Effect of sarcosyl on untreated and denatured TM fractions of P. stutzeri A15(pHERD26T-estA). TM fractions were incubated 10 min at 70°C plus 2% SDS (final concentration) (Heat/SDS +) or at room temperature (Heat/SDS −). Hereafter, 5% sarcosyl (final concentration) was added (Sarcosyl +) or omitted (Sarcosyl −). Sample preparation for SDS-PAGE was done at 70°C (Inc. Temp. 70) or 50°C (Inc. Temp. 50). Subsequently, Western blotting was performed with anti-EstA antibodies.

Fig 7

Cell surface display of EstA, represented as frequency-based curves of FITC intensities of individual cells of P. stutzeri A15 (light gray diamonds), P. stutzeri A15(pHERD26T) (dark gray squares), and P. stutzeri A15(pHERD26T-estA) (black triangles). EstA was detected via primary polyclonal anti-EstA antibodies and secondary FITC-conjugated antibodies.
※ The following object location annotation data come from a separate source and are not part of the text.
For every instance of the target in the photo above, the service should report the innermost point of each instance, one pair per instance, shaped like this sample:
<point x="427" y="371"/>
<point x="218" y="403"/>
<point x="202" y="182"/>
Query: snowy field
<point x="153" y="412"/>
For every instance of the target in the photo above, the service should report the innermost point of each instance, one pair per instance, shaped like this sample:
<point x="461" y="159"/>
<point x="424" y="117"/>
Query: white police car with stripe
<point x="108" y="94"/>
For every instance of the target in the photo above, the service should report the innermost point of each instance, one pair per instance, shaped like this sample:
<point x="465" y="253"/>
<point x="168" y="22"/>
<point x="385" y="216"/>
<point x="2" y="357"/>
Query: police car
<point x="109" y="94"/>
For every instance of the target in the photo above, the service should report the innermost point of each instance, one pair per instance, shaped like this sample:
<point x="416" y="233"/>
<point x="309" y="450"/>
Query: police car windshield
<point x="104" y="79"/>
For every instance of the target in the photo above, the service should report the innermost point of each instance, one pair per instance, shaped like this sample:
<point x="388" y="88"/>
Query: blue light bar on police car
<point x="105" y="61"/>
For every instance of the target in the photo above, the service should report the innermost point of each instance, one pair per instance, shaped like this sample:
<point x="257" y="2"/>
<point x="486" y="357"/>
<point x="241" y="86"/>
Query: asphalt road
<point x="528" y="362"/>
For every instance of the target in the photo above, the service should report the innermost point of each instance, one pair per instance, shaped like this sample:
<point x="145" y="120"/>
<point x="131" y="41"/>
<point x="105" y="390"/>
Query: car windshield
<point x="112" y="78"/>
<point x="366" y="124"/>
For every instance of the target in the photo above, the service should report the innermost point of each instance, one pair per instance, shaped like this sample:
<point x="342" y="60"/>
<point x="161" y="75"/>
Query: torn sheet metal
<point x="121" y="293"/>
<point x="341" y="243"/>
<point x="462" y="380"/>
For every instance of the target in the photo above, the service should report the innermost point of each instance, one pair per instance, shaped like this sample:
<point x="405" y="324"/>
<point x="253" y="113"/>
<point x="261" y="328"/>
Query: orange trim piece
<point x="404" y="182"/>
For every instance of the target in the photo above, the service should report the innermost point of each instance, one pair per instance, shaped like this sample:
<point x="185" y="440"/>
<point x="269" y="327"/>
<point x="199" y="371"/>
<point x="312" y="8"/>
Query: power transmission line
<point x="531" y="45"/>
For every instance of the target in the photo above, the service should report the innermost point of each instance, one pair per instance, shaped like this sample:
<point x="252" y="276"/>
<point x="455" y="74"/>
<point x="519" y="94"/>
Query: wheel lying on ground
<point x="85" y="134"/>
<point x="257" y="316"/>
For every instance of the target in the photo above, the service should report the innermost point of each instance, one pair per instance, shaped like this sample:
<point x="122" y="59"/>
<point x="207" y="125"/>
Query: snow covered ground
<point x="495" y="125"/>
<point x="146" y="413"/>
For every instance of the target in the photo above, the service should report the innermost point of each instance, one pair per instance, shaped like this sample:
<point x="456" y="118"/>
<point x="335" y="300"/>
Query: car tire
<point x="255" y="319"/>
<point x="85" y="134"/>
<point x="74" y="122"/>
PI was used to exclude cells with damaged membranes from the analysis.

Fig 8

Relative esterase activity of whole cells (open bars, lowercase) or total membrane fractions (gray bars, uppercase) of P. stutzeri A15(pHERD26T) (−), P. stutzeri A15(pHERD26T-estA) (EstA), P. stutzeri A15(pHERD26T-estA S37A) (S37A), P. stutzeri A15(pHERD26T-estA D304A) (D304A), and P. stutzeri A15(pHERD26T-estA H307L) (H307L), using p-nitrophenyl butyrate as a substrate. The data represent the means of three independent repeats ± 95% confidence intervals. The significance level (P < 0.05) as determined with a Student-Newman-Keuls test is indicated with a letter code.